Hello,
My Web host has refused to help me with this, so I'm coming to the wise folks here for some help "black-box debugging". Here's an edited version of what I sent to them:
I have two (among other) domains at dreamhost:
1) thefigtrees.net 2) shouldivoteformccain.com
I noticed today that when I host a CGI script on #1, that by the time the CGI script runs, the HTTP GET query string passed to it as the QUERY_STRING environment variable has already been URL decoded. This is a problem because it then means that a standard CGI library (such as perl's CGI.pm) will try to split on ampersands and then decode the string itself. There are two potential problems with this:
1) the string is doubly-decoded, so if a value is submitted to the script such as "%2525", it will end up being treated as just "%" (decoded twice) rather than "%25" (decoded once)
2) (more common) if there is an ampersand in a value submitted, then it will get (properly) submitted as %26, but the QUERY_STRING env. variable will have it already decoded into an "&" and then the CGI library will improperly split the query string at that ampersand. This is a big problem!

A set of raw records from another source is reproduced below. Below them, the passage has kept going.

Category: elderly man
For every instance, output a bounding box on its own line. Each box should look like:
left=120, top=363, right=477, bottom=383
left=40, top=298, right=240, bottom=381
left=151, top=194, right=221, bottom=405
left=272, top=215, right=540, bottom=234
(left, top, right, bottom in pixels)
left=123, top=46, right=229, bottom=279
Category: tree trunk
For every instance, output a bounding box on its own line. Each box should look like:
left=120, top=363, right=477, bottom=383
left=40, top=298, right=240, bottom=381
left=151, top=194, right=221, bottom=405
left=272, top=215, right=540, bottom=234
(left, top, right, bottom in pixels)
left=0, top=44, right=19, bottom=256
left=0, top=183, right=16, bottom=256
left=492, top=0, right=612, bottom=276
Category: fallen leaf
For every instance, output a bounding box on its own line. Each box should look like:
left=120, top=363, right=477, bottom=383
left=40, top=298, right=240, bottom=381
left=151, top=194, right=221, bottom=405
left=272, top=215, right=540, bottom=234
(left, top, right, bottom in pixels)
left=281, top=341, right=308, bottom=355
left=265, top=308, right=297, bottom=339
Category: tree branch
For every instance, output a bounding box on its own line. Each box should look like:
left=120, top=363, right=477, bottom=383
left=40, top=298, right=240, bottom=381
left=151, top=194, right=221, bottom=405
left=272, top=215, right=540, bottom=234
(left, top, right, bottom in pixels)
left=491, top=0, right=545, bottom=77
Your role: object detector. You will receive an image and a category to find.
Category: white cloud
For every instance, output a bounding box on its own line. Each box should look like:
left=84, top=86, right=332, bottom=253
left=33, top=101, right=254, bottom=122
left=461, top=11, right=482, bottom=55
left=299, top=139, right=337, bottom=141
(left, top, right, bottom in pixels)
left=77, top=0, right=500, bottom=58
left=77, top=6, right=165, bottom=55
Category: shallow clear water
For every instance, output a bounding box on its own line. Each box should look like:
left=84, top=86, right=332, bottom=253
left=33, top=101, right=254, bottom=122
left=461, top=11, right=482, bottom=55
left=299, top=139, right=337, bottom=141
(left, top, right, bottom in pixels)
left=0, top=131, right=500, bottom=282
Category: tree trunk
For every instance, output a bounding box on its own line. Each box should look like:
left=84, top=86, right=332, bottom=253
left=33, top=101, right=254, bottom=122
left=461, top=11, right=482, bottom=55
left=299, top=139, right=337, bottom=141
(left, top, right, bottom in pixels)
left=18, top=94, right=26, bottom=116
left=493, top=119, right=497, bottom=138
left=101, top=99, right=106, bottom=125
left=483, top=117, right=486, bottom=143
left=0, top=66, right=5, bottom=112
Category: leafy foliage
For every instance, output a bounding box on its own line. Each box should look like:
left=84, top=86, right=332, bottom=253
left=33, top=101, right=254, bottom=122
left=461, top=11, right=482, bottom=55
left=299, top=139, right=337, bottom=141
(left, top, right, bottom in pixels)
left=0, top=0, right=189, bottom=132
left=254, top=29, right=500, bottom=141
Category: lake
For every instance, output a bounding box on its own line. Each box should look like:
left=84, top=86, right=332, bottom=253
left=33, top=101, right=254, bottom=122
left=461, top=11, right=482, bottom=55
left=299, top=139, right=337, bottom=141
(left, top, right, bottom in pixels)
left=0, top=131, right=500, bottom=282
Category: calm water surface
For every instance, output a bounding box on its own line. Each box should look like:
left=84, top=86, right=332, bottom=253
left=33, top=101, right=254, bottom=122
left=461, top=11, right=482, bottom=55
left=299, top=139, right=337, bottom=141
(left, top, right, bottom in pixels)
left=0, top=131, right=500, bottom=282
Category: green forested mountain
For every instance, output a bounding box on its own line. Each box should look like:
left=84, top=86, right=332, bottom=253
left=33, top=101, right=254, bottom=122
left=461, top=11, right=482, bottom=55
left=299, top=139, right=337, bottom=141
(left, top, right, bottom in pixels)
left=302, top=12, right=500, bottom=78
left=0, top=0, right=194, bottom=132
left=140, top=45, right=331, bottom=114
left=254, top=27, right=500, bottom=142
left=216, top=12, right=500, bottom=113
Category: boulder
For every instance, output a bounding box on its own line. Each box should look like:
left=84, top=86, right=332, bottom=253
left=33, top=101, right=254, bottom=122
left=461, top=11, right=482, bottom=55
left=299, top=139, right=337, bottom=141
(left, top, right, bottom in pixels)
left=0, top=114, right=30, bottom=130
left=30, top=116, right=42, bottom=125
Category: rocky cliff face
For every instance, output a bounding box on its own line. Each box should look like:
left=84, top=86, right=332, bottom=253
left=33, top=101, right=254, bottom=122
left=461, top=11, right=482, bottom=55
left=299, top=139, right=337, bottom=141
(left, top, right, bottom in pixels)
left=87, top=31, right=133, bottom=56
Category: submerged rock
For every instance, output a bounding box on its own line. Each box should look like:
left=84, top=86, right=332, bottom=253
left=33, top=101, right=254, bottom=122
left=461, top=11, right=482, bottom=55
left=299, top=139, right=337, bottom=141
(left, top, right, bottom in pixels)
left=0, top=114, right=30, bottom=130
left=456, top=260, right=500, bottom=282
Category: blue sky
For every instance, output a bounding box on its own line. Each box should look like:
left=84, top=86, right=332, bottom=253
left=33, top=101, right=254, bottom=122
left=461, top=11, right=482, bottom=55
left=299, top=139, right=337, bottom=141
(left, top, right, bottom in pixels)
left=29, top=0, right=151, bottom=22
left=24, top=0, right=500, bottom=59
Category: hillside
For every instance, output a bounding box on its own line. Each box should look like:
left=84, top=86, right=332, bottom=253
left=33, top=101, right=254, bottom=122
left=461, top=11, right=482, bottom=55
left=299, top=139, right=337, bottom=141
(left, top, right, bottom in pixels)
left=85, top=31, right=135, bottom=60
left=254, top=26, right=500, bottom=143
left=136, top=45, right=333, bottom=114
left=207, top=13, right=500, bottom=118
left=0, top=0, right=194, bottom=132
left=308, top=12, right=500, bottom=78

The script at http://thefigtrees.net/test.cgi demonstrates this. It echoes back the environment variables it is called with. Navigating in a browser to:
http://thefigtrees.net/lee/test.cgi?x=y%26z
You can see that REQUEST_URI properly contains x=y%26z (unencoded) but that QUERY_STRING already has it decoded to x=y&z. If I repeat the test at domain #2 ( http://www.shouldivoteformccain.com/test.cgi?x=y%26z ) I see that the QUERY_STRING remains undecoded, so that CGI.pm then splits and decodes correctly.
I tried disabling my .htaccess files on both to make sure that was not the problem, and saw no difference.
Could anyone speculate on potential causes of this, since my Web host seems unwilling to help me?
thanks, Lee